He greets this news with a stoic silence.

“So that means you need to get some movers. Jonathan. I’m talking to
you
. You have to get the movers. I’ve done everything else. I’ve—”

“I will, I will.” Sigh, then a put-upon tone. Then he says, “Why are you being like this? Has anything ever
not
worked out for us? I mean, ultimately?”

The top of her head explodes. “Well, for starters, just looking at last week
alone
, there’s the wedding! That didn’t exactly work out for us.”


That’s
what’s bothering you, isn’t it?” he says. “Well, then, get your purse. Let’s go down to town hall right now and find a justice of the peace. We’ll do it right this minute.” He gets up from his chair.

“No,” she says. “It’s not that, and you know it.”

“I don’t know it.”

“I wanted the red velvet cupcakes. I wanted the party.”

He stares at her. “We could have had the cupcakes if you hadn’t donated them.”
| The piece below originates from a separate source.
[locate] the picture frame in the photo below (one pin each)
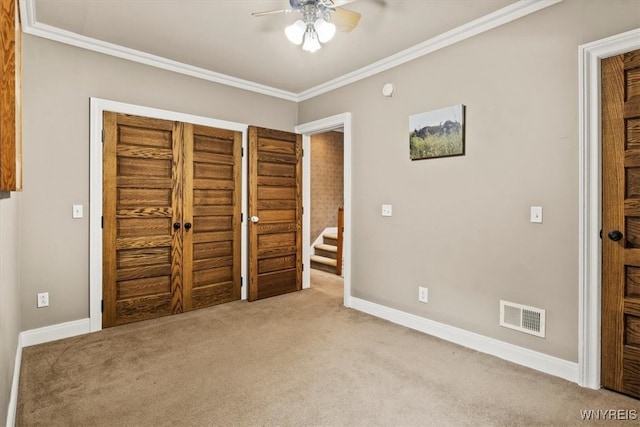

“But I can’t wear the red boots. They don’t fit on my foot anymore.” It sounds so ridiculous, and it is, but it’s the truth. He shakes his head and goes back to his laptop.

And then there is Soapie. How can she even begin to say good-bye to her grouchy old grandmother, knowing she’s falling down all over the place, knowing that she’s probably in more need of Rosie than she’s ever been before, and yet is
now even less able to admit to any of it? Is she really supposed to be able to say, “Bye! Hope you don’t get seriously hurt!”—and then leave?
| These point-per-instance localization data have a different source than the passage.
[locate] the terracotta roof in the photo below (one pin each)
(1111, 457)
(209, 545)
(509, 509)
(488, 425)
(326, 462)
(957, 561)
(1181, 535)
One morning as Rosie is hobbling around on crutches, trying to put things in boxes, Soapie calls on the phone and says, “Well, the boy is leaving me. I guess you know that.”

“Tony?”

“Yes.”

“Is he going back to his wife?”

“I don’t know what he’s doing. I have to go take a nap when he starts talking about his life. It’s too complicated for any ordinary human being to follow. But that’s not why I called you. He says that I should tell you that I’m having that British woman come when he goes.”

“What? You’re having Mrs. Cynthia Lamb come back?”
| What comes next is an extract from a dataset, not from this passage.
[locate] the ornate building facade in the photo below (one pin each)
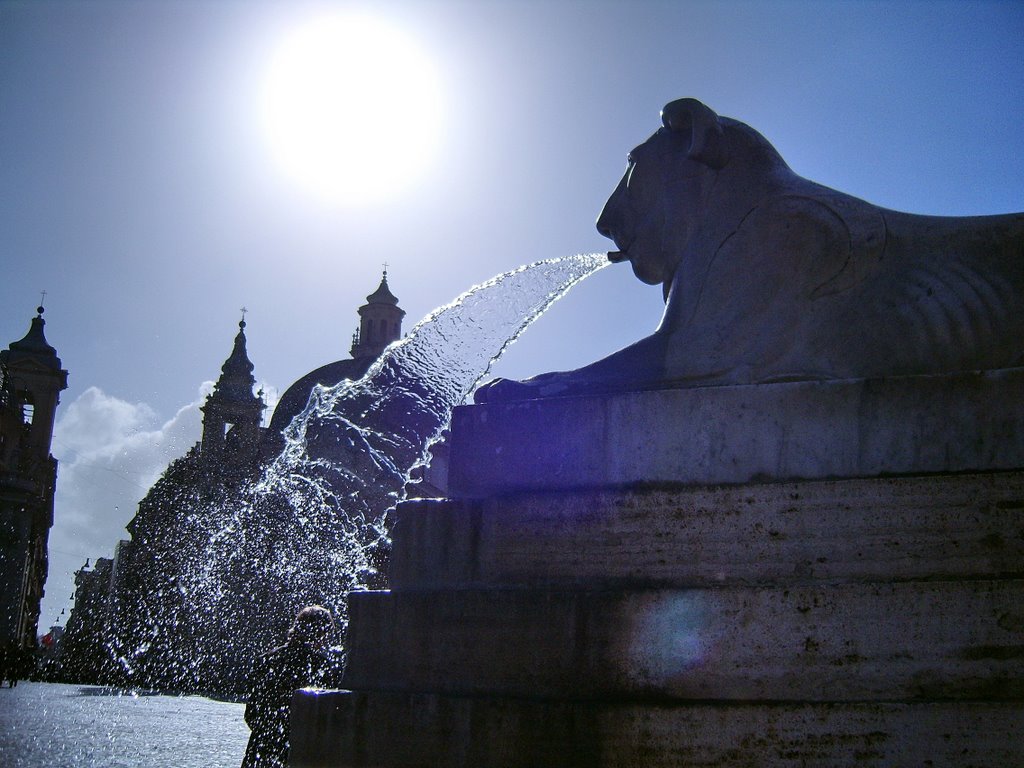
(31, 381)
(158, 629)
“Yes, her. Whatever her name is. She starts tomorrow.”

“Oh. Well, that’s great,” Rosie says, trying not to show how relieved she feels.

“It’s great until she tries to keep me from doing things I need to do, and then she’s out of here. I won’t have it.”

“Of course,” says Rosie, smiling. “So that’s when Tony is leaving?”

But Soapie doesn’t hear her. Instead she just starts in on how she hopes Rosie’s not going to get maudlin with good-byes, because nobody likes good-byes. They’re stupid and pointless, and they just stir up stuff that doesn’t need to be stirred up.

“Well, I do need to come over and bring some of my coats to store at your house, if that’s okay,” Rosie says, “but I promise I won’t say good-bye to you.”

“I mean it. When you walk out the door, just don’t say anything. Don’t even let me see when you go.” Soapie’s voice has gotten rough. “We’re not having drama.”

When she gets there on Thursday evening to drop off the coats, she expects to see Mrs. Cynthia Lamb in the kitchen making dinner—bangers and mash, perhaps—and Soapie resting on the couch, downing gin and tonics. But instead, Tony’s there, and he and Soapie are standing in the garden, looking at the rosebushes, heads together, conferring about something. Rosie parks the car, and as she gets out, she hears Soapie laughing.

Then Tony says, “No, no, forget it!” and he’s shaking his head and laughing so hard that his backward baseball cap falls off, and he has to stoop down to pick it up off the lawn. Soapie, who’s wearing a red chiffon blouse and white pants, reaches down and cuffs him on the shoulder as Rosie comes hobbling over, fighting her crutches, which keep sinking into the soft grass.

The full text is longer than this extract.